Осталось разобраться с остальными бегунками, но проклятый старик не спускал с него глаз. И Выжига снова вспылил:
– Нет уж, дедуля, меняй лежак, пёсий хвост, или птицу брать не буду!
– Да мой внучок, халваш-балваш, слав, сынок, куда-то запропастился, а сам я не смогу, ждать надобно…
– Ты что, дед, спятил? – Выжига состроил зверскую рожу и завопил столь оглушительно, что в лампадах заметалось пламя, грозя угаснуть и оставить их в темноте. – У меня нет времени, пёсий хвост! Клюв тебе в глотку, лапу в старую задницу! Чтобы ты своих камилов на завтрак жрал каждое утро по одному! Чтоб они все передохли! Чтоб…
Старик, охнув, выронил клюку и с неожиданной резвостью юркнул в пристройку возле ворот – исправлять оплошность, пока грозный слав чего не натворил. Выхватив из кармана обсидиановую пляжку с настойкой сонника, Выжига выдернул деревянную затычку, нагнулся над питьевой кадкой и ловко, без плеска утопил пляжку в мутной, взбаламученной камилами водице. Пляжку было жалко, стоила она немало, но, во-первых, досталась она ему даром, а во-вторых, время было дороже – выливать настойку из посуды было некогда. Затем, донельзя довольный собой, Выжига выпрямился и крикнул в сторону пристройки, где сейчас шумно возился дед, подбирая снаряжение.

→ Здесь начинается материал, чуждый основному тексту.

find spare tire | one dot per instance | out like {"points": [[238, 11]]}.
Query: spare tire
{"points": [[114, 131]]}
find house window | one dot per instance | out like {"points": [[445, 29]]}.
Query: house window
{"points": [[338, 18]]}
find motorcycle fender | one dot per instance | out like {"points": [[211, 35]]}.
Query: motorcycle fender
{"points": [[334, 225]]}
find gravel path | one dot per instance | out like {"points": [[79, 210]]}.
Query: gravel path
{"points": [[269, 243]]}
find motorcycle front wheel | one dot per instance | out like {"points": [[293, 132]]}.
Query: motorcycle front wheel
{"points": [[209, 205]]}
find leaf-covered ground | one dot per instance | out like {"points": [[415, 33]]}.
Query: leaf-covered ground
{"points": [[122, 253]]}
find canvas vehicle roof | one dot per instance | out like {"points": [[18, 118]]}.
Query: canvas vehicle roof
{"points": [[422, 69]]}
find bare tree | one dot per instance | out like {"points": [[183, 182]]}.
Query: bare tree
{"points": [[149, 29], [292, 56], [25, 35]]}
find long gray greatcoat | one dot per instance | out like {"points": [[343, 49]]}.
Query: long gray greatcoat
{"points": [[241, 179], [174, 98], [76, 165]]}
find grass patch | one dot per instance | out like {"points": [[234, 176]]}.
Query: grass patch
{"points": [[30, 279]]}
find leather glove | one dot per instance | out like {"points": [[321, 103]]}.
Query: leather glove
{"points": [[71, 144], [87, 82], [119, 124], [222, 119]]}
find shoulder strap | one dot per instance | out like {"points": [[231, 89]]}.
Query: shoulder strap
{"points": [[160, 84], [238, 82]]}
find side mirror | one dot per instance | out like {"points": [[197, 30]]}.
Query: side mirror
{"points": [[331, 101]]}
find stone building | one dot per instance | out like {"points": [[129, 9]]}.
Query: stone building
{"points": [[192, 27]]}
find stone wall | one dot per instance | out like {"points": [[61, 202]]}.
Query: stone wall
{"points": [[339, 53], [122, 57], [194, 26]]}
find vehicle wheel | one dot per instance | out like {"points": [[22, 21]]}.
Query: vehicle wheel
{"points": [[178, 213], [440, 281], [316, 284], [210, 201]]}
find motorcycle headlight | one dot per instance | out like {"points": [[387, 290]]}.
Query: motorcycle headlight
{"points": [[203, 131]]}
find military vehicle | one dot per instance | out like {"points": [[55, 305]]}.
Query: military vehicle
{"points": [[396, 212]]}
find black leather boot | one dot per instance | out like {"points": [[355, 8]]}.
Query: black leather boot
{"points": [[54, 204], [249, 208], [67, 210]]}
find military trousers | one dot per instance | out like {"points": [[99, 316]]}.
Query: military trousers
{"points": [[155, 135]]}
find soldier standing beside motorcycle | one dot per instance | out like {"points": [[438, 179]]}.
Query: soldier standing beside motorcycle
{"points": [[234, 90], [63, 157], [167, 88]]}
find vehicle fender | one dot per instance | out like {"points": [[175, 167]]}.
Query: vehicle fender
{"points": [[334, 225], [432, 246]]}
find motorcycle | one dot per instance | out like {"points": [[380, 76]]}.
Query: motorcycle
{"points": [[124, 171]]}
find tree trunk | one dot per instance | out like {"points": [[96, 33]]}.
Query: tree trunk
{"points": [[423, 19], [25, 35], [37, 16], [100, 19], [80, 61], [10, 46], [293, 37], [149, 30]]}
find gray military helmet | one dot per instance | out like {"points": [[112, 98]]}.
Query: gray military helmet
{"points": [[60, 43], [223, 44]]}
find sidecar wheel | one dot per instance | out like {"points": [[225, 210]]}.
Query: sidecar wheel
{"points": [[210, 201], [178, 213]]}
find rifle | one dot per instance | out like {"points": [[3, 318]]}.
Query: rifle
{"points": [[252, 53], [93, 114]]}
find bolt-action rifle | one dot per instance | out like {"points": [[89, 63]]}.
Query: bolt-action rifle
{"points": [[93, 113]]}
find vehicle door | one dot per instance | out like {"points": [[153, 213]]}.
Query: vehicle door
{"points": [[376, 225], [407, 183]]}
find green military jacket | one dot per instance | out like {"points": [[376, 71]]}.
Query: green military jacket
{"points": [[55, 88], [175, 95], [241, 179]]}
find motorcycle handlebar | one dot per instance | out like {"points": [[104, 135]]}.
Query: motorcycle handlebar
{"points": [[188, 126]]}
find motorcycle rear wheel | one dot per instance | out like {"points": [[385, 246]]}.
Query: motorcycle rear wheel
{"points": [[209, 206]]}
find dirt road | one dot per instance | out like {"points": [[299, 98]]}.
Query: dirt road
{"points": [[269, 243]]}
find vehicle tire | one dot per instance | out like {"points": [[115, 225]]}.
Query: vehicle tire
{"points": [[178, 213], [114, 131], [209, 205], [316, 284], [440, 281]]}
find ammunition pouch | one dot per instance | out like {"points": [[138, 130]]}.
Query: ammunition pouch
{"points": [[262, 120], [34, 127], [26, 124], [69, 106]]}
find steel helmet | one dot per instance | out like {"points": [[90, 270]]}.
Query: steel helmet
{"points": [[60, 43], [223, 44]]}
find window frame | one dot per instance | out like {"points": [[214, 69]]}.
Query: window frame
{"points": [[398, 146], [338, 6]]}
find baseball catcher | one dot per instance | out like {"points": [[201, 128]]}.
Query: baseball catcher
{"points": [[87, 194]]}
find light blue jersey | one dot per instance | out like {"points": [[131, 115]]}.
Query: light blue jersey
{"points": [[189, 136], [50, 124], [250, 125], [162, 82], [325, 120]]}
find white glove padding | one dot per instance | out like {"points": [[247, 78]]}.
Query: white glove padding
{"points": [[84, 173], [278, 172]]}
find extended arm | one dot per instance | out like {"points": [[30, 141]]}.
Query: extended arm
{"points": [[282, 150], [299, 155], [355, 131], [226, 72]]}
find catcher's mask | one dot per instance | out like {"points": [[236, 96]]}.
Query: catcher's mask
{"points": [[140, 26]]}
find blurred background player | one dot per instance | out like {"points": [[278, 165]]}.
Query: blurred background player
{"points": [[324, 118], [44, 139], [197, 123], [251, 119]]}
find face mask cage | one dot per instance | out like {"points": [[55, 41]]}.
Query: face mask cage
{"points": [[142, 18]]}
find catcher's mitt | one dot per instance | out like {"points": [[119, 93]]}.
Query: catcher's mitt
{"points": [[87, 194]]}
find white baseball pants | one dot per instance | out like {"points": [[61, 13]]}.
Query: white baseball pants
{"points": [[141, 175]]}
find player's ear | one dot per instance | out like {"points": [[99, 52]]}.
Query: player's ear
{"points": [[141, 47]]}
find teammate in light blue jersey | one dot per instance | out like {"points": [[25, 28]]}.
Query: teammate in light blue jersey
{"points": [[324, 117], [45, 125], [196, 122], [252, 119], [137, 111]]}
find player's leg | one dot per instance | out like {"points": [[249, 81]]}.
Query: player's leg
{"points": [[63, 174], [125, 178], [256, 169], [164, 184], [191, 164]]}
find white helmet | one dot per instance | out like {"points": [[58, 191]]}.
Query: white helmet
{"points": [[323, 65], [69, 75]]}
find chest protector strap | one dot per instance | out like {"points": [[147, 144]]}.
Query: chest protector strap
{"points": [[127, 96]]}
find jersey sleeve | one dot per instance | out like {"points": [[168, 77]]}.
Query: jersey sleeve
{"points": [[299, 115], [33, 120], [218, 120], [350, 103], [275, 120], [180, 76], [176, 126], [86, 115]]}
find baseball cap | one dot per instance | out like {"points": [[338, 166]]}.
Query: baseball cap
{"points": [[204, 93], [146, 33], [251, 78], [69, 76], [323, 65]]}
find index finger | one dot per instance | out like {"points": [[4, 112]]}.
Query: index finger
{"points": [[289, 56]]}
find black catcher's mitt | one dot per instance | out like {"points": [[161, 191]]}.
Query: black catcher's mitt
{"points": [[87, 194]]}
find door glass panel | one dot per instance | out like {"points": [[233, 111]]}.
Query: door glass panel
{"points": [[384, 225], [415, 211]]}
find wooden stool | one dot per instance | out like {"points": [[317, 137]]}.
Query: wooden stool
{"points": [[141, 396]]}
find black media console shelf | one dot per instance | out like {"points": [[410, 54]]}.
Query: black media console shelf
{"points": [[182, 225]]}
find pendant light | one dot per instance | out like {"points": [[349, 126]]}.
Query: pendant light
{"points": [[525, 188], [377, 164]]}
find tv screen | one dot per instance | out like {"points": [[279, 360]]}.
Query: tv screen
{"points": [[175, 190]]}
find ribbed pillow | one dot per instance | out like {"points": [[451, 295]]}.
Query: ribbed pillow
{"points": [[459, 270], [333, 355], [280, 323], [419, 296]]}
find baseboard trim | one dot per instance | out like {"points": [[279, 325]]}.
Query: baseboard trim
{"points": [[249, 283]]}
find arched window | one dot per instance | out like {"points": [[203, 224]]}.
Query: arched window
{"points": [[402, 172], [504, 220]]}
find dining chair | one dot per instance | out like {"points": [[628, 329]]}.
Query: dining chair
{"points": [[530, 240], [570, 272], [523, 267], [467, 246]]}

– Эй, дедуля! Я передумал, пёсий хвост! Жаль мне твои седины, да и времени больно мало, не надрывайся! Беру то, что есть!
Растрёпанная голова деда недоверчиво высунулась из проёма пристройки.
– Ась? Передумал, халваш-балваш?
– Отвязывай камила, дед! И получай бабки! Расценки залога, надеюсь, не изменились, три матрёшки? И две с половиной – возврат по прибытии, так? Да, и положенный глоток бодрячка не забудь поднести, пёсий хвост, а то знаю я вас, мангов, все сэкономить на нас, славах, норовите…
Сморщенное, как высушенное яблоко, лицо строфника расплылось в радостной беззубой улыбке.
* * *
Вскоре Выжига энергично топал по перрону, таща за собой строфокамила на поводке и ощущая после принятого внутрь бодрячка необыкновенный прилив сил (без этого ядрёного наркотического зелья вынести тяготы и лишения суточной скачки на камиле было бы попросту невозможно, но и злоупотреблять им не стоило). Чтобы вывести бегунка на старт, нужно было сначала выбраться из-под освещённого изнутри вечными огнями купола в ночь. Пока же Станция, строение Неведомых Предков, основательно разлеглась длинным перроном перед торгашом с Роси. Многочисленные пристройки – что внутри, что снаружи купола, теснившиеся на полу, карабкавшиеся на сотворённые из неразрушимого лазурного байкалита стены, – не могли изменить облик древнего здания. Века, да что века, сама вечность в лице Станции взирала на Выжигу сейчас, но тому всегда было начхать на высокие материи, и думал он исключительно о своём, приземлённом.